Men are a misunderstood lot, which all in all is probably for the best.
Women are better off not knowing that we eat with our hands the minute
they leave the room or that we use their nail clippers to trim our nose
hair. Better for them, better for us. Still, it's annoying that women
spend more time and money trying to understand the minds of cats than
they do wondering about what makes men tick. Which is why they'll never
understand...
Our consuming need to own the biggest and most expensive version
of just about everything.
Our compulsive desire to drive off-road vehicles in cities and use
corkscrews that resemble offshore drilling equipment is well documented.
As marketing targets, men are suckers for terms like "professional"

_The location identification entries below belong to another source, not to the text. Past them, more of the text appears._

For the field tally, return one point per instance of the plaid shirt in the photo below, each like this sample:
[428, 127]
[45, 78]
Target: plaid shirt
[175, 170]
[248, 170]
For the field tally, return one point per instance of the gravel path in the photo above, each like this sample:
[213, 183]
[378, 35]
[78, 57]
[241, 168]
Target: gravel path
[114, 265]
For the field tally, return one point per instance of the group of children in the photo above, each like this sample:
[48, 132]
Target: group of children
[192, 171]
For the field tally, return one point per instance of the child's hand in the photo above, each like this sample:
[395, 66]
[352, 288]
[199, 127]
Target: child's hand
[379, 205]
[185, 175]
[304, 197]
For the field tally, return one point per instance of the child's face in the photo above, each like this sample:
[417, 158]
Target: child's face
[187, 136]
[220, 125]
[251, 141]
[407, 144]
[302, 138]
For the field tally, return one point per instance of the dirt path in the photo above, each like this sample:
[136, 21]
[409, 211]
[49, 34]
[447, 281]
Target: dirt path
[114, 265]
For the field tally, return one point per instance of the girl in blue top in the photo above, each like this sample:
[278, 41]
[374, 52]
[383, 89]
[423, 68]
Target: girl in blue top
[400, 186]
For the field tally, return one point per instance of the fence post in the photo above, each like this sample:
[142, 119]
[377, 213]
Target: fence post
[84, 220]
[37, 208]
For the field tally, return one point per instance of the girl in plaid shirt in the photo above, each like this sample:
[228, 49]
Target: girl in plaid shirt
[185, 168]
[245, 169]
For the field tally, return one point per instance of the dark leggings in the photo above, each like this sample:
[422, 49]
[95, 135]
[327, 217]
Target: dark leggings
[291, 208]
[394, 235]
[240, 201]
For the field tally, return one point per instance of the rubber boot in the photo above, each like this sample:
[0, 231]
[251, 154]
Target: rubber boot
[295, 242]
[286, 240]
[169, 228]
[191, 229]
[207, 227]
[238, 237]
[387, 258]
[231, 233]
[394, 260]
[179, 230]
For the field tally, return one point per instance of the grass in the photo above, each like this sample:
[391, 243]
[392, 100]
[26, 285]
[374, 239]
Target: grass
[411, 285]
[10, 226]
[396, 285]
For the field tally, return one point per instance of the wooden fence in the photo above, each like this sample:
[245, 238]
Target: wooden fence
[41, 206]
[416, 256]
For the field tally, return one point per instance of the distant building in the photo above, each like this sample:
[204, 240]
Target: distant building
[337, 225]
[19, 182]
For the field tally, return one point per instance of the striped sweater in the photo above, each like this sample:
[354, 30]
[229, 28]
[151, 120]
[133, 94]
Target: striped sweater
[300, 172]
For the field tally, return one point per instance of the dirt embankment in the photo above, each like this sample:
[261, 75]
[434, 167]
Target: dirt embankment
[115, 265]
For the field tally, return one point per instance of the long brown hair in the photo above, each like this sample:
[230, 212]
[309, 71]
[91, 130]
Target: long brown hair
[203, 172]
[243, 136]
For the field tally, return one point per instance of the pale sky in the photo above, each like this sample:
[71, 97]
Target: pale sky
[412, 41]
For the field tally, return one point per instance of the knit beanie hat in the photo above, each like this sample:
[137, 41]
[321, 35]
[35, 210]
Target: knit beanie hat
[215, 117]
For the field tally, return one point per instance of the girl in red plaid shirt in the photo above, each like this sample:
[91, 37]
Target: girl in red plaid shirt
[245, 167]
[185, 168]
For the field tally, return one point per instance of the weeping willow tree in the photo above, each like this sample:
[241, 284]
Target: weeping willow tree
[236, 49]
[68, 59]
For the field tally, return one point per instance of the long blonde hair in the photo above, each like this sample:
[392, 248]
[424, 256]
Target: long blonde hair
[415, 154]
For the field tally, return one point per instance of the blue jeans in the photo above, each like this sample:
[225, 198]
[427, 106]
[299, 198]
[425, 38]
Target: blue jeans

or "industrial strength," because inside every man is the
germ of every profession he ever imagined himself one day excelling
at. Most of these purchases are harmless, little more than childish
wish fulfillment played out at a higher testosterone level. But occasionally
we go too far. The guy upstairs from me once boasted that he had a
filter which filled his flat with "operating theater quality
air." I kept him away from my surgical steel steak knives.
Why we are so bad at shopping.
We've never been trained to do it the right way. Supermarkets are
like giant booby traps for males -- which is why if you send a man
out to get eggs, sugar and bread, you should not be surprised if he
returns home with a case of beer, a pair of jeans and a tree.
The reason why we don't like to discuss The Relationship.
Most of us will find any excuse to dodge those conversations that
start with questions like "Are you really happy?" and "Where
do you see us going?" A relationship is a delicate thing, like
an antique clock, and we know what will happen if we start picking
it apart. Often our reticence will result in a lengthy conversation
about why we have trouble talking about... "The Relationship."
Why we think we can fix things.
Almost all men believe they can repair virtually anything with a little
patience. In reality, we're only half right. Men are extremely good
at taking things apart: whether it's a dishwasher or an antique clock,
a man can break it down to its most basic components in no time. Unfortunately,
this is where our expertise usually leaves off, and we're mostly satisfied
with leaving bits and pieces spread all over newspaper on the kitchen
table.
Men and video games.
Women cannot understand how grown men can waste huge chunks of their
lives zapping things off a screen. When a man repeatedly rings his
girlfriend to say he has to work late and routinely comes home at
two in the morning all glassy eyed, she will usually take this as
evidence of an affair -- when it's more likely that a pirated copy
of Streetfighter II is making the rounds at the office.